To see full debugging information in the Authentication.log file on an Endpoint Security server:

  1. On the Endpoint Security server, run:

    export TDERROR_ALL_KERBEROS_SERVER=5

  2. Restart the Endpoint Security server. Run:

    uepm_stop ; uepm_start

Results in Authentication.log

  • If the Authentication.log file on the server shows:

    ERROR: Config file contains no principals

    The database was cleaned or the process to include authentication in the client package was faulty. To fix:

    1. Repeat the process to configure Active Directory authentication (See Configuring Active Directory Authentication).

    2. Make a new client package.

    3. Restart the Endpoint Security server:

      reboot

  • If the Authentication.log file on the server shows:

    Permission denied in replay cache code

    Restart the Endpoint Security server:

    reboot

  • If the Authentication.log file on the server shows:

    Clock skew too great

    • Make sure that the Endpoint Security Management Server and all clients are synchronized with the Active Directory server.
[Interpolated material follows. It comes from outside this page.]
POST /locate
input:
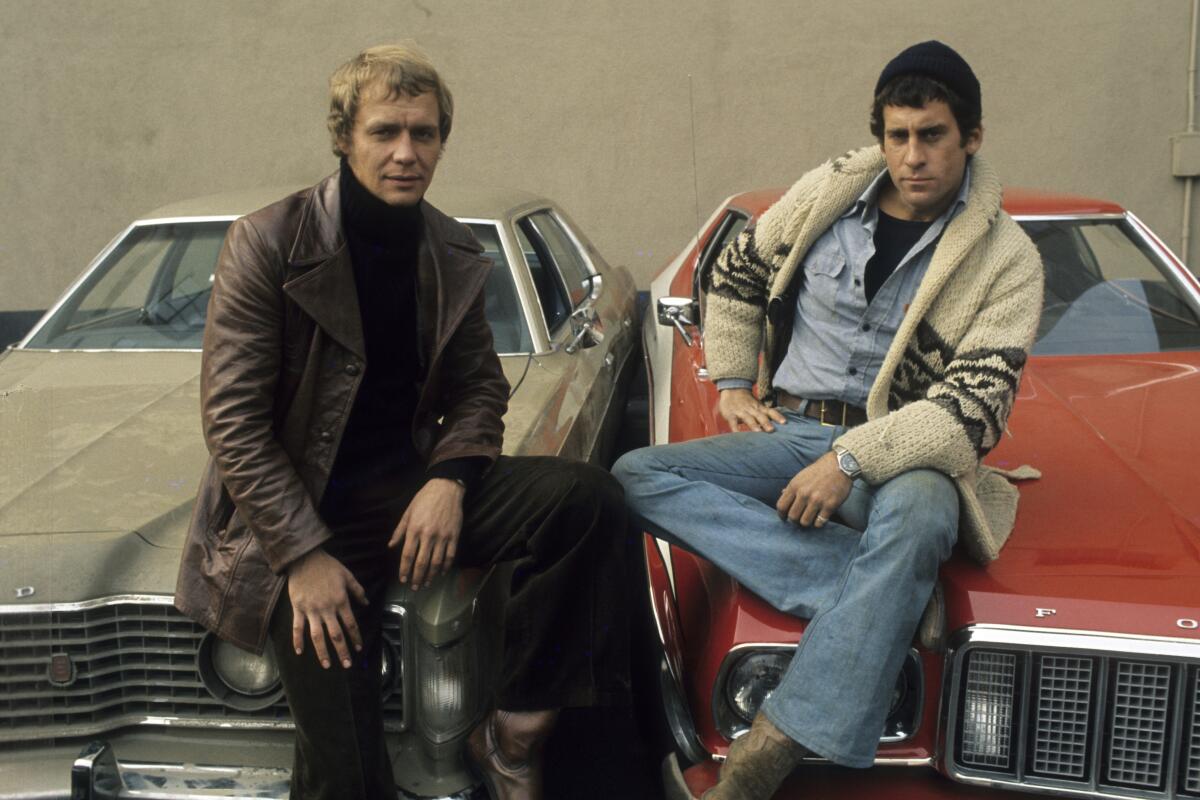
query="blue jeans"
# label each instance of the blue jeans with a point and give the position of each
(863, 578)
    • Make sure that in the Windows Date and Time Properties window, the Automatically adjust clock for daylight saving changes option has the same value (selected or cleared) for all computers in the system, including the Active Directory server.
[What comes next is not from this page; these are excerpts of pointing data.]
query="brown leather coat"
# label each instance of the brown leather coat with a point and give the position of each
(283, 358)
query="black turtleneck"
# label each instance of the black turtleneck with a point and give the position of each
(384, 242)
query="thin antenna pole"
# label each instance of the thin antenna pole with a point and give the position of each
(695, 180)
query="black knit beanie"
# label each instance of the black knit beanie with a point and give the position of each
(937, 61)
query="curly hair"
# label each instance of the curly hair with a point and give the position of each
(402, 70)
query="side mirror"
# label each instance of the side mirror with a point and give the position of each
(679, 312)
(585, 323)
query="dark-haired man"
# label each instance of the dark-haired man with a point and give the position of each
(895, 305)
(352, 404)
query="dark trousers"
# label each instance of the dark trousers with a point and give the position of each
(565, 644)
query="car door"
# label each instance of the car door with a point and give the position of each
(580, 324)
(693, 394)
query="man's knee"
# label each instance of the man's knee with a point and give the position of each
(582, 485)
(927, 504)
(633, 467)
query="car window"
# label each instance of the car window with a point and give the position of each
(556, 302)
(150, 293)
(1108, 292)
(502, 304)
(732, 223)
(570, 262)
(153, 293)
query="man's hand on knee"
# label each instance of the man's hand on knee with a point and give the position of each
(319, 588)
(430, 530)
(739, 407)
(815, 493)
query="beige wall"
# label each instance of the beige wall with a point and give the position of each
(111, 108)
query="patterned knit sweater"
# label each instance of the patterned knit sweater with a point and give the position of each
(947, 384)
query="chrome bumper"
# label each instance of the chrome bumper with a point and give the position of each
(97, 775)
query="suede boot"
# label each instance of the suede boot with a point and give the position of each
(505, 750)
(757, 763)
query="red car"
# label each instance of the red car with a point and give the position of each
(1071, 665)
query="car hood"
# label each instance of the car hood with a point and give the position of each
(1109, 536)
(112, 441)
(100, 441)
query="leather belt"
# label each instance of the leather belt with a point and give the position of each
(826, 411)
    • The following workaround is not recommended, for security reasons, but is offered if you cannot fix the clock skew error with synchronization changes.
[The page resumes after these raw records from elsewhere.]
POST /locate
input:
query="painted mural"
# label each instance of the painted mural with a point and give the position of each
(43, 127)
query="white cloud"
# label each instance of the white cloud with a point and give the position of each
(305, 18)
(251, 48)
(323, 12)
      To ensure that authentication occurs even if the clocks of the client, the Endpoint Security Management Server and the Active Directory server are out of synch, define an acceptable skew. By default, the authentication clock skew is 3600 seconds. You can change the Endpoint Security settings. In the $UEPMDIR/engine/conf/global.properties file, add this line:
      authentication.clockSkew.secs=<seconds>, where you replace <seconds> with the clock skew in seconds that you want to allow.

  • If the Authentication.log file on the server shows:

    Key version number for principal in key table is incorrect

    Update the Key version number in the Active Directory SSO Configuration window.

    You might have changed the user that is mapped to the ktpass service (see Step 1 of 3: Configuring the Active Directory Server for Authentication.

To turn off full debugging information on the Endpoint Security server:

  1. On the Endpoint Security server, unset the debug variable:

    unset TDERROR_ALL_KERBEROS_SERVER

  2. Make sure that the output is empty:

    echo $TDERROR_ALL_KERBEROS_SERVER

  3. Restart the Endpoint Security server. Run:

    uepm_stop ; uepm_start

Troubleshooting Authentication in Client Logs

The Authentication.log file for each Endpoint Security client is on the client computer at %DADIR%/logs.

A normal log is:

[KERBEROS_CLIENT(KerberosLogger_Events)] : Credentials acquired for John@ACME-DOM.COM
[KERBEROS_MESSAGE(KerberosLogger_Events)] : Message is Empty.
[KERBEROS_CLIENT(KerberosLogger_Events)] : Security context is not yet established.continue needed.

If the Authentication.log file on the client shows:

No authority could be contacted for authentication.

The Endpoint Agent cannot find a Domain Controller to supply credentials.

To fix this:

  1. Make sure that the client is in the domain and has connectivity to your Domain Controller.

  2. To authenticate with user credentials, log off and then log in again.

    To authenticate with device credentials, restart the computer.

If the Authentication.log file on the client shows:

The specified target is unknown or unreachable

Check the service name. Make sure that there are no typing errors and that the format is correct.

If there was an error, correct it on the Check Point Endpoint Security Management Server.